I spent the morning in an Albuquerque court listening to a fascinating legal argument about water rights. (Update: story from the am newspaper) The real issue, involving the way central New Mexico’s largest irrigation district allocates water, remains undecided – this morning’s ruling was issued based on procedural issues rather than the substance at hand. So I’ll have more cracks at this question in the newspaper. But the central questions in debate break down roughly into a debate between the notion of water rights as property, versus the idea of water something collectively shared. As it happens, the two poles of the debate are nicely illustrated by two bits of recent reading.
The property doctrine is exemplified by Elwood Mead’s Irrigation Institutions, one of the seminal documents in the development of water law and policy in the western United States:
[T]he vital agricultural problem of the arid West is to establish just and stable titles to water and provide for their efficient protection times of need.
The always fascinating Kay Matthews, who writes for New Mexico’s La Jicarita, offers the alternative view:
[T]he concept of “priority date” implies that the water we use we own, which is contrary to the way the acequia communities throughout northern New Mexico have always managed their water.
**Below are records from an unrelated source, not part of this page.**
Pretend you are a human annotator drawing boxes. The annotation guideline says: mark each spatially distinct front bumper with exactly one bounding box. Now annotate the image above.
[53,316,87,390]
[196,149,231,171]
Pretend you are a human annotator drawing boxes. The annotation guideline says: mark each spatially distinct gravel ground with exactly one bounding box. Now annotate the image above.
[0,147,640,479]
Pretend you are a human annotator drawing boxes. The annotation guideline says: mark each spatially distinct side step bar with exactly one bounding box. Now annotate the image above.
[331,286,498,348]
José Rivera, in his book Acequia Culture, Water, Land, & Community in the Southwest, quotes from an affidavit submitted by acequia commissioners in the early years of the Taos Valley adjudication to determine priority dates and ownership of water:
“the aforesaid acequias by and through their fully elected commissioners agree that they will continue to follow and be bound by their customary divisions and allocations of water and agree that they will not make calls or demands for water between and among themselves based upon priority dates.”
In accordance with the traditional practice of repartimiento, or water sharing, the acequias did not want to establish a practice whereby a priority call could shut off water to “junior” water rights holders in times of drought.
In New Mexico, this question has not been sorted out, to our detriment in this year of drought.